Shine Bright

by Susannah Cowley

IMG_7220
My favorite part of the holiday season is the lights.  I love how the whole world seems to light up even when it’s night.  Streets and rooms that once seemed to be dark all of the sudden radiate and shine for all to see.  However, I not only love the visible lights that are hung, but I also especially love the way these lights encourage each of us to be a little more cheery, a little more giving, and to shine a little brighter.
This year was a little different of a holiday season for me as it was my first year being away from home for the holiday season.  I anxiously awaited reunion with my family and the opportunity to celebrate with them, but I found myself spending the month of December in a dorm room with finals looming overhead and seemingly no holiday cheer in the air.  Growing up in Phoenix, I always thought that snow would make Christmas even better, that not living in a climate where snow fell detracted from the magic of Christmas.  However, snow fell on campus and it still didn’t feel quite like Christmas.  I was confused–why wasn’t Christmas showing up at my door and bringing me cheer?

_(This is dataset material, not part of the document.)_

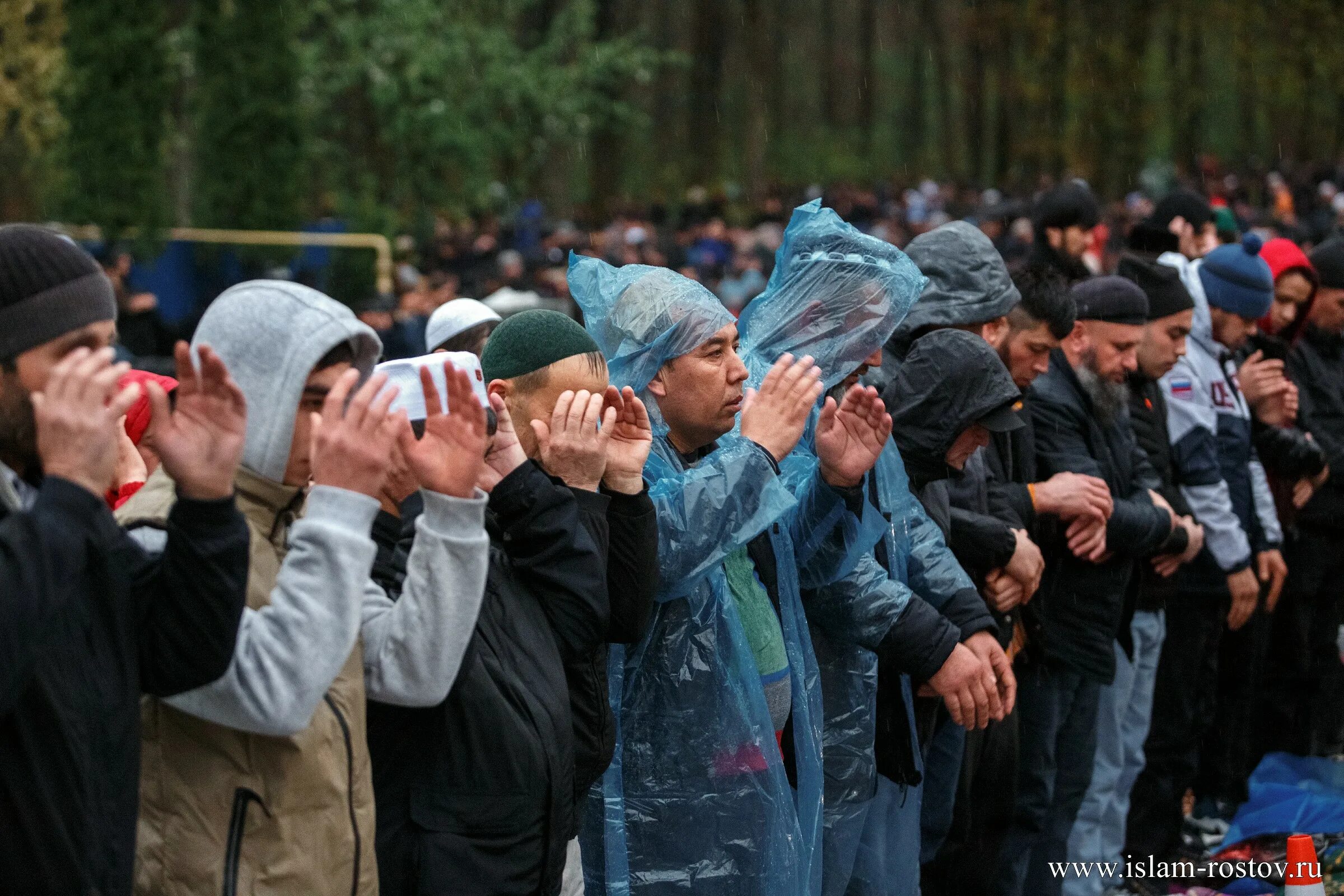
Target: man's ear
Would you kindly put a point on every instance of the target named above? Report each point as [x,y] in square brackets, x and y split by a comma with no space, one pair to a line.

Soon I realized that my perspective was totally skewed.  The holiday spirit is an attitude, and it can be so easy to find if you look for it.  Without the distraction of the TV commercials and endless ads for gifts, and without as many programmed opportunities to celebrate the holidays as there were at home, I was left with a more raw visibility of the joy that is spread and felt during this special season.  I knew that I needed to stop being sad about not being home for the holidays and start to shine for others who were probably feeling the same way.  Some friends and I went Christmas caroling at a couple of rest homes, we made snowflakes together and decorated our dorm rooms, and each day we would try to find ways to bring the holiday spirit to someone who needed it.  I started to notice the little things that people did for each other, and the big things too (like when an angel woman gave me a free Snickerdoodle hot chocolate on a really hard day–what a blessing!) Every time I witnessed an act of holiday cheer, it made me want to do more.

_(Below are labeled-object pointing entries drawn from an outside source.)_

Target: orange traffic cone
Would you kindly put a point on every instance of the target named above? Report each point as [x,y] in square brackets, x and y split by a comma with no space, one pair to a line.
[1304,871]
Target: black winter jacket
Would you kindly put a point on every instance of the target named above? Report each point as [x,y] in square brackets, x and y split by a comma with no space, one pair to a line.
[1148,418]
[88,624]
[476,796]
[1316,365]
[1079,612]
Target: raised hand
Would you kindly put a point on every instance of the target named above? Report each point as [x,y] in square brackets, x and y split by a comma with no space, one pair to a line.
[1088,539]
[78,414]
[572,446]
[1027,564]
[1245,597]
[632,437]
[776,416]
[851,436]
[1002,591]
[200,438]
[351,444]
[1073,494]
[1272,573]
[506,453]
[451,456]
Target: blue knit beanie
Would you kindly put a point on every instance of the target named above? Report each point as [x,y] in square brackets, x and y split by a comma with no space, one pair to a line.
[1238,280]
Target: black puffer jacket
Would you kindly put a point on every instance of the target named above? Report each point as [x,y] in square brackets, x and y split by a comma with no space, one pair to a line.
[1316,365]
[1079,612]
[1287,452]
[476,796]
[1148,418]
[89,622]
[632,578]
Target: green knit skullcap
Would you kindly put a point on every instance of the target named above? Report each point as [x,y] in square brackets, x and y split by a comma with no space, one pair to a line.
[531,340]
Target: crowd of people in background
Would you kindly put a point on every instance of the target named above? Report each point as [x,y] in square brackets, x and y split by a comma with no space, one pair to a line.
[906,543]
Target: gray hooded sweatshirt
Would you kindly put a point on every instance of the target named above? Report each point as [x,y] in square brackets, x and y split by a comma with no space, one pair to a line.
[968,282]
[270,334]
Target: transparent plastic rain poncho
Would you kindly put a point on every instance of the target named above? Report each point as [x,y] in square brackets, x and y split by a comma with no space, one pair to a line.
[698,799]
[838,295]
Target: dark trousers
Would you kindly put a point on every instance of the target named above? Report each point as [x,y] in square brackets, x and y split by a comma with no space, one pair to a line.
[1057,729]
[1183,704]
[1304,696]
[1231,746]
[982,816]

The one thing that I have noticed is the way that this holiday spirit should really last throughout the year.  We shouldn’t need a holiday to encourage us to love a little more and be a little kinder.  My mom has a sign in our home in Arizona that reads “Kindness Matters” and I really think that the key to a happy life and a better world is truly simple acts of kindness.  I know that the people who read this blog already live very “distinguished” lives of service and kindness or are striving to, but when I think about all of the turmoil and hardship going on in the world, I can only think of how much of a difference it would make if more people just heard the simple message of “kindness matters.”  Kindness lifts you and others up together, it doesn’t make you weaker.  It brings compassion, respect, and empathy and will light up the world all through the year, not just during December.  So, I challenge each of you to make a conscious effort to brighten someone’s day each day this week.  It can be as small as a smile or as big as volunteering with the Salvation Army.  You can light up someone’s day.  It doesn’t matter who you are or how capable you think you are.  One of my favorite quotes says “to the world you may be one person, but to one person you may be the world.” Let us change the world one person at a time throughout this holiday season and the whole year.